# Data Engineering Tricks with Databricks

# General Databricks

Include different functions, variables or the likes from configuration files into the Databricks notebooks.

Similar to doing from library import bla

%run ./<path_to_file>/<config_file>

Databricks Utilites

# List files
dbutils.fs.ls(<path>)

# View first few rows
dbutils.fs.head(<path>)

# Delta Table API

Delta Lake provides programmatic APIs to examine and manipulate Delta tables.

from delta.tables import DeltaTable

bronzeTable = DeltaTable.forPath(spark, bronzePath)

Delta Table Update

from delta.tables import DeltaTable

silverTable = DeltaTable.forPath(spark, silverPath)

update_match = """
  health_tracker.eventtime = updates.eventtime
  AND
  health_tracker.device_id = updates.device_id
"""

update = {"heartrate": "updates.heartrate"}

(
    silverTable.alias("health_tracker")
    .merge(updatesDF.alias("updates"), update_match)
    .whenMatchedUpdate(set=update)
    .execute()
)

Delta Table Prevent Duplicate Writes

from delta.tables import DeltaTable

silverTable = DeltaTable.forPath(spark, silverPath)

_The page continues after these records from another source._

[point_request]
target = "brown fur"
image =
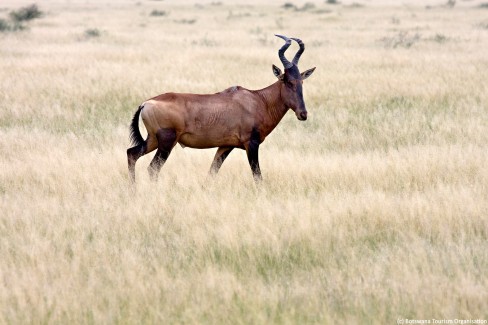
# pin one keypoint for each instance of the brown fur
(234, 118)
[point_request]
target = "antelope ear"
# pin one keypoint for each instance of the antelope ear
(277, 72)
(307, 73)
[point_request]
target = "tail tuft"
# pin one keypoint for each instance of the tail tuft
(135, 135)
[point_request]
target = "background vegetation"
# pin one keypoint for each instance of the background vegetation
(373, 209)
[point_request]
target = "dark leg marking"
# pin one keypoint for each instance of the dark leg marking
(219, 158)
(166, 142)
(252, 155)
(133, 154)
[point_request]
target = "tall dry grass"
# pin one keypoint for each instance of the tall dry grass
(373, 209)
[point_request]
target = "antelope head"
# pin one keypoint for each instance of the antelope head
(292, 79)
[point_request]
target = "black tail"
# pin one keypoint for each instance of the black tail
(135, 135)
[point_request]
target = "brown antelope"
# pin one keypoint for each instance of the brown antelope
(234, 118)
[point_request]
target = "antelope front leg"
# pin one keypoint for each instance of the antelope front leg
(253, 155)
(219, 158)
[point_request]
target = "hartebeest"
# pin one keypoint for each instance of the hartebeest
(234, 118)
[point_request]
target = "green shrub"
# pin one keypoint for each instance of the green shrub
(158, 13)
(26, 13)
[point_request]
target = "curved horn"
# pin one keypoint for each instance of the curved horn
(281, 53)
(300, 51)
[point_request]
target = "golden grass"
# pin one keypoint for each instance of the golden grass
(373, 209)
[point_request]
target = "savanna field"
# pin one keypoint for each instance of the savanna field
(374, 210)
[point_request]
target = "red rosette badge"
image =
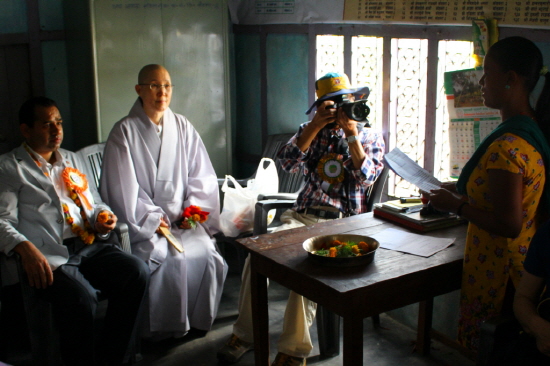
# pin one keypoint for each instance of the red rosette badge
(191, 217)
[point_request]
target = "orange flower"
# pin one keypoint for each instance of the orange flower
(103, 217)
(191, 216)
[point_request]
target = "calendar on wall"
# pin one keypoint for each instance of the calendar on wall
(469, 120)
(509, 12)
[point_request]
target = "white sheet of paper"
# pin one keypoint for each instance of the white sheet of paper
(409, 170)
(403, 241)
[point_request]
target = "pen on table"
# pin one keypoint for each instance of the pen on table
(410, 200)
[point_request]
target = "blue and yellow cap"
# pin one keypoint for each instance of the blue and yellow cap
(334, 84)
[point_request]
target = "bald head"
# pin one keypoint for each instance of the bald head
(145, 72)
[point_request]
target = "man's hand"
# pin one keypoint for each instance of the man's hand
(36, 266)
(106, 221)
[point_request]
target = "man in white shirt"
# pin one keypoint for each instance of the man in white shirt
(61, 229)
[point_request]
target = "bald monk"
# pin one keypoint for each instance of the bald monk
(155, 166)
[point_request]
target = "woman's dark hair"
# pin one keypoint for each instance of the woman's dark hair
(524, 57)
(27, 110)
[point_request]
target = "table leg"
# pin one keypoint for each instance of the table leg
(353, 341)
(260, 315)
(423, 337)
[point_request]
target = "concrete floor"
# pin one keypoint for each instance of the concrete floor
(391, 344)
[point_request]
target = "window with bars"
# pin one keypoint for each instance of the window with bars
(405, 102)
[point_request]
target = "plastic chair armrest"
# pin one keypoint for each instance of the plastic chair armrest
(278, 196)
(262, 209)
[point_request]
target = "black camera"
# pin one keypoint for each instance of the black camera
(357, 110)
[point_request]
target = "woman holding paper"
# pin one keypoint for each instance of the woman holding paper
(501, 189)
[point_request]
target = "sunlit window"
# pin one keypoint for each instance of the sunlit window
(406, 101)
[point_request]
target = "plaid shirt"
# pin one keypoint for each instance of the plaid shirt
(356, 181)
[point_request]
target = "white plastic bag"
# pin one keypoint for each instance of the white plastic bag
(238, 204)
(238, 208)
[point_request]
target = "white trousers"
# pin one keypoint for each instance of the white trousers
(299, 313)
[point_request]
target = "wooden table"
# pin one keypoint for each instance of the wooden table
(391, 281)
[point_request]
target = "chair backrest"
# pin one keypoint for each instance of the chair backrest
(93, 156)
(288, 182)
(377, 188)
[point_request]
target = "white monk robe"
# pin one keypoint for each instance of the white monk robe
(146, 177)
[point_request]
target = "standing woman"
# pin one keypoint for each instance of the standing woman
(501, 190)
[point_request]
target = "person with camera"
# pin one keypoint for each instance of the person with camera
(342, 157)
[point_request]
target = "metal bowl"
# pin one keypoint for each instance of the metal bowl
(315, 243)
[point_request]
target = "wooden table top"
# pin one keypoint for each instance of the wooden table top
(394, 279)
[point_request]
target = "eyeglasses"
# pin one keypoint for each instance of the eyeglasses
(157, 87)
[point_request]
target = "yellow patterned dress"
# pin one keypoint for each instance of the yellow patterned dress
(490, 261)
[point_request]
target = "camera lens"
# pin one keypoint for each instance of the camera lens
(358, 110)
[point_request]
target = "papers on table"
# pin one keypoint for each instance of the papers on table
(409, 170)
(422, 245)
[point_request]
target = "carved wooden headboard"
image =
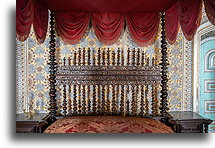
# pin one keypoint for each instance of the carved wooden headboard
(102, 82)
(94, 84)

existing_record_match = """
    table.value = latearrivals.value
"""

(
    silverTable.alias("health_tracker")
    .merge(lateArrivalDF.alias("latearrivals"), existing_record_match)
    .whenNotMatchedInsertAll()
    .execute()
)

# Streams

TIP

Best practice is to avoid using .table() notation since it will create fully managed tables by writing output to a default location on DBFS.

Create a Stream

from pyspark.sql.functions import col

(
    raw_health_tracker_data_df.select(
        "datasource", "ingesttime", "value", col("ingestdate").alias("p_ingestdate")
        )
    .writeStream.format("delta")
    .outputMode("append")
    .option("checkpointLocation", bronzeCheckpoint)
    .partitionBy("p_ingestdate")
    .queryName("write_raw_to_bronze")
    .start(bronzePath)
)

Display running Streams

for stream in spark.streams.active:
    print(stream.name)

Register Table in Metastore

  • A Delta table registered in the Metastore is a reference to a physical table created in object storage.
  • Furthermore, no table repair is required
  • AWS Glue (opens new window) can be used as Metastore
spark.sql(
    """
DROP TABLE IF EXISTS health_tracker_plus_bronze
"""
)

spark.sql(
    f"""
CREATE TABLE health_tracker_plus_bronze
USING DELTA
LOCATION "{bronzePath}"
"""
)